Dysphonia is considered a form of dysarthria because these conditions involve the same muscles, structures, and nerve pathways used in speaking. Difficulties produced by speech problems:
Slurring words from weak weak tongue, lip, and mouth muscles
Mispronunciation of words
Monotonous tone of voice
Failure to complete words
Long pauses between words or syllables

Other people struggle with understanding language or find that they "lose words" mid-sentence, or switch words or syllables when speaking. These difficulties are probably related to the cognitive symptoms and again will be discussed later in the Cognitive Issues section.

A speech therapist (or speech and language pathologist) help people with MS improve speech patterns, enunciation, and oral communication in general. Treatment for speech problems like muscle stiffness that make it difficult to speak, can usually be helped with medications.

A speech therapist might also suggest:
Exercises to strengthen or relax your vocal cords or improve how you move your jaw, tongue, and lips
Strategies other than speech that can help you communicate with others. You might focus on using shorter words and phrases or ways to simplify words, sentences, or sounds.
Practice controlling your breath so it can help you speak longer sentences in one breath or accent specific words.

Other ways to manage your speech problems:
Don’t feel rushed or pressured when you’re trying to talk. If you feel comfortable, it may help to let the other person know you have a speech problem.
Try to talk with someone face-to-face whenever possible. Your facial expressions and gestures can help you get your point across.
If a conversation goes on too long, ask if you can take a break.
Try to relax.
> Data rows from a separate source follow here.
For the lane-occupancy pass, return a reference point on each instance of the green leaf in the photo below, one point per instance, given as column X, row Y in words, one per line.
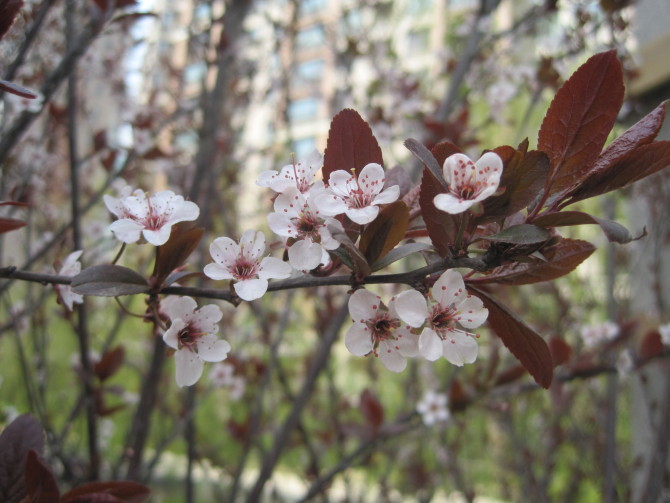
column 580, row 118
column 522, row 341
column 523, row 234
column 109, row 281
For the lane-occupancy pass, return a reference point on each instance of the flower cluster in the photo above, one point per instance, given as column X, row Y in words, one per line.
column 392, row 333
column 308, row 215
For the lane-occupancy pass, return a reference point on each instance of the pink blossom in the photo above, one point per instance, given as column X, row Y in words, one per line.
column 358, row 197
column 452, row 306
column 298, row 175
column 469, row 182
column 244, row 264
column 151, row 217
column 385, row 332
column 297, row 218
column 192, row 334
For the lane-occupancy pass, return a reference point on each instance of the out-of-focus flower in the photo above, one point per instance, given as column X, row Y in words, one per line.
column 243, row 263
column 664, row 330
column 452, row 306
column 598, row 333
column 71, row 267
column 433, row 408
column 20, row 104
column 469, row 182
column 296, row 218
column 299, row 175
column 151, row 217
column 358, row 197
column 385, row 332
column 223, row 375
column 192, row 334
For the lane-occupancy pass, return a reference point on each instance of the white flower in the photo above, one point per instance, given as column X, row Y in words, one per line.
column 433, row 408
column 223, row 375
column 192, row 335
column 297, row 218
column 385, row 332
column 151, row 217
column 71, row 267
column 664, row 330
column 298, row 175
column 469, row 182
column 357, row 197
column 453, row 305
column 244, row 264
column 599, row 333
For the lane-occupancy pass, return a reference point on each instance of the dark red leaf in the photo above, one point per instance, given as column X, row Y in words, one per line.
column 640, row 163
column 651, row 345
column 560, row 350
column 183, row 240
column 12, row 88
column 17, row 439
column 510, row 375
column 524, row 174
column 109, row 363
column 109, row 281
column 615, row 232
column 122, row 491
column 9, row 9
column 442, row 227
column 10, row 224
column 580, row 118
column 561, row 258
column 522, row 341
column 384, row 232
column 350, row 145
column 426, row 157
column 40, row 482
column 372, row 409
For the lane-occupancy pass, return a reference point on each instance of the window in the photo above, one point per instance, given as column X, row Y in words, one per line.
column 313, row 36
column 310, row 72
column 418, row 40
column 303, row 109
column 303, row 147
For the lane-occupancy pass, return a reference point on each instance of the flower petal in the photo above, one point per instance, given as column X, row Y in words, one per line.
column 274, row 268
column 460, row 348
column 251, row 289
column 430, row 345
column 358, row 340
column 449, row 289
column 189, row 367
column 410, row 307
column 364, row 305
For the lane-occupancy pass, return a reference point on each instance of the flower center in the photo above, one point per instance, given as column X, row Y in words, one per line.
column 188, row 337
column 383, row 328
column 245, row 269
column 441, row 318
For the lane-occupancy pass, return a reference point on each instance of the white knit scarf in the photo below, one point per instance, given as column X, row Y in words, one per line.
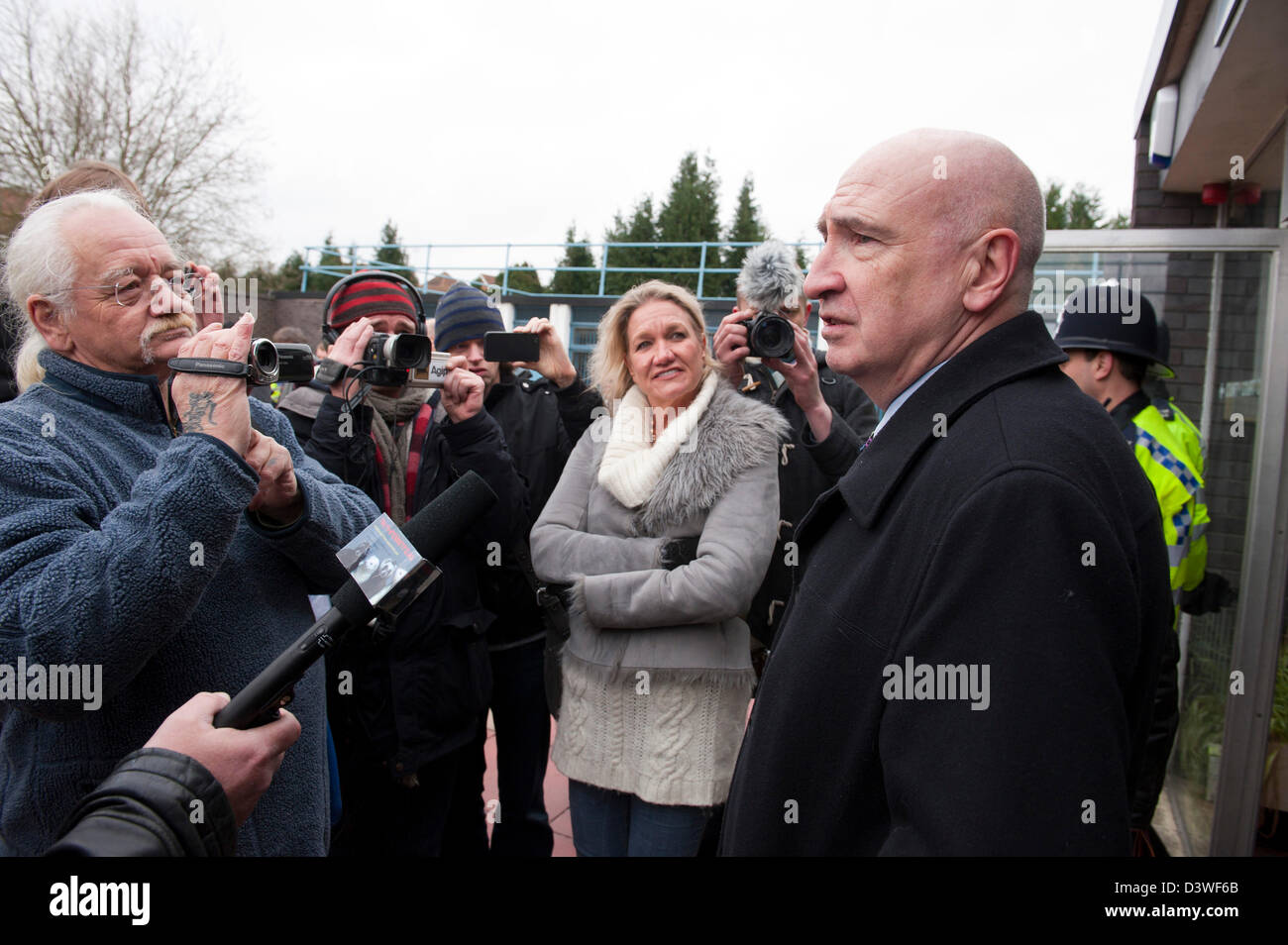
column 632, row 465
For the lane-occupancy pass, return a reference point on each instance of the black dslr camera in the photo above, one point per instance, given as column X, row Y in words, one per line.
column 771, row 282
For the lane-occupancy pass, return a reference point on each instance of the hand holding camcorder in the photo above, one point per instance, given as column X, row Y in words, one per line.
column 381, row 360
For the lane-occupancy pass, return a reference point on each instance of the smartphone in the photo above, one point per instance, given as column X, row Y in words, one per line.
column 511, row 345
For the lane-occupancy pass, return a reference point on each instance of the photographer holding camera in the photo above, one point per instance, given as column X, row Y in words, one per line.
column 767, row 353
column 408, row 700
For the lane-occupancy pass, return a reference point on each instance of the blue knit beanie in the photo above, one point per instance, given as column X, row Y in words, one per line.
column 464, row 314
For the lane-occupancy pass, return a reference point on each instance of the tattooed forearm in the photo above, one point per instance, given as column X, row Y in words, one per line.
column 201, row 412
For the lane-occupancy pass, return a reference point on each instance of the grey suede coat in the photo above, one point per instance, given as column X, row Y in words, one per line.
column 632, row 614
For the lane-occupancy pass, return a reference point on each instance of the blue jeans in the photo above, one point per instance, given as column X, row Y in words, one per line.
column 608, row 823
column 522, row 751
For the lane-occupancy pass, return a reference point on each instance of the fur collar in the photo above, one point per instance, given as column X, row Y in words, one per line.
column 721, row 442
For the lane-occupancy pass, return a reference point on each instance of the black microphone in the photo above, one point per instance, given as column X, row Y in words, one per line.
column 433, row 531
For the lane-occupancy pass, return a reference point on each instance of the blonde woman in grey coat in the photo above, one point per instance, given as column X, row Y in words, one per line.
column 662, row 524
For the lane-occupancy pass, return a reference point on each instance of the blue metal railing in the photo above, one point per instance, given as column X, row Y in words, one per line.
column 364, row 257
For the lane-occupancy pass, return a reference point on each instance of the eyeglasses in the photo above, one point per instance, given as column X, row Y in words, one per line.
column 129, row 291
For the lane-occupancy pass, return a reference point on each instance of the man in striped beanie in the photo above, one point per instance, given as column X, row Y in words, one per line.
column 407, row 721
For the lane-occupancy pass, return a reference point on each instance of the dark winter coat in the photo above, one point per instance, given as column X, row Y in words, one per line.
column 541, row 424
column 420, row 687
column 1022, row 540
column 805, row 471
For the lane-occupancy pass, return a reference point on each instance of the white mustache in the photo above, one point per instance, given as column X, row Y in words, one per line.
column 181, row 321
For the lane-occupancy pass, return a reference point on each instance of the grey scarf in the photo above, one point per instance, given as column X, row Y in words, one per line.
column 390, row 413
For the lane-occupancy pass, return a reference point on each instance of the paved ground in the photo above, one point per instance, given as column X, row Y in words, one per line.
column 557, row 794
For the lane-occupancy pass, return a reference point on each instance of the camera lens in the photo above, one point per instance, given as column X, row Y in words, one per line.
column 771, row 336
column 408, row 352
column 263, row 361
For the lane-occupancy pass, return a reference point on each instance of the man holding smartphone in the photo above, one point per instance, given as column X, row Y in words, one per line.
column 541, row 419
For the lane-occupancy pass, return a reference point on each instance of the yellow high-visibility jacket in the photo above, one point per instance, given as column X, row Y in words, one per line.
column 1164, row 455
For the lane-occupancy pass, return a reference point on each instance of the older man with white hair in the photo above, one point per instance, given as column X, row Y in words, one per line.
column 969, row 658
column 163, row 532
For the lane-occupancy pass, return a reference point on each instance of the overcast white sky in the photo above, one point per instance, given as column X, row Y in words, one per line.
column 488, row 121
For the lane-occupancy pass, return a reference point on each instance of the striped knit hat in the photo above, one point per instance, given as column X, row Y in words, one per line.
column 369, row 297
column 464, row 314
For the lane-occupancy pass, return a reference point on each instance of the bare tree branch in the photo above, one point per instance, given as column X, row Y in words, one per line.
column 106, row 86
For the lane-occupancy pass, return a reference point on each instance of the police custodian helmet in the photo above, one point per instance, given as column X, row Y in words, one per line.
column 1112, row 317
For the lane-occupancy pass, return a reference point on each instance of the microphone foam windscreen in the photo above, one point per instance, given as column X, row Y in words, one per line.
column 442, row 523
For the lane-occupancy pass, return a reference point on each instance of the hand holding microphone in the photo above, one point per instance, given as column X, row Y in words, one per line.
column 433, row 531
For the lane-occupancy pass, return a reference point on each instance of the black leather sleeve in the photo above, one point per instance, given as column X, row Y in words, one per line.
column 156, row 802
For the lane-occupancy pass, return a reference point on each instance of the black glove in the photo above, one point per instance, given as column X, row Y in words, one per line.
column 678, row 551
column 548, row 593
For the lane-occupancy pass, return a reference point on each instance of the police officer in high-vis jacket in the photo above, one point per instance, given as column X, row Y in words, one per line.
column 1111, row 334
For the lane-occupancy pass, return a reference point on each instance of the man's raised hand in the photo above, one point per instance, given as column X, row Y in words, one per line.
column 214, row 404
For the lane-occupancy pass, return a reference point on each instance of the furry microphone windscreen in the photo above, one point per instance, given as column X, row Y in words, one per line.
column 771, row 280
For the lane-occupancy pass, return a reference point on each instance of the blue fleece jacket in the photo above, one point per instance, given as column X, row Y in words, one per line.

If you can keep a positive attitude, it might put you and the other person at ease so you won’t feel anxious about understanding each other.


Dysphagia is the difficulty in swallowing, and can occur among many with MS. While this is more frequent to occur in advanced cases of the disease, it can occur at any stage. This may cause a person may cough after drinking liquids, or choke while eating certain foods, particularly those with crumbly textures.

Some symptoms of a swallowing problem are:
Coughing or choking when eating
Feeling like food is lodged in the throat
Unexplained recurrent lung infections (pneumonia)
Otherwise unexplained malnutrition or dehydration

When swallowing difficulties are present, food or liquids that you eat may be inhaled into the trachea (windpipe) instead of going down the esophagus and into the stomach. Once in the lungs, the inhaled food or liquids can cause pneumonia or abscesses. Because the food or drink isn't reaching the stomach, a person may also be at risk for malnutrition or dehydration.

A speech therapist or pathologist can usually treat swallowing problems. Treatment typically consists of changes in diet, positioning of the head, exercises, or stimulation designed to improve swallowing. In very severe cases that don't respond to these measures, feeding tubes may be inserted directly into the stomach to provide the necessary fluids and nutrition.

Along with therapy, there are things you can do to make swallowing easier:
Sit upright at a 90° angle, tilt your head slightly forward.
Stay focused on the tasks of eating and drinking. Keep distractions away and don't talk with food in your mouth.
Eat slowly and take small bites at a time.
You may need to swallow multiple times for every bite or sip.
Concentrate on swallowing often. Try alternating a bite of food with a sip of liquid.
Drink plenty of fluids to stay hydrated.
If chewing is hard for you from lack of strength, eat softer foods.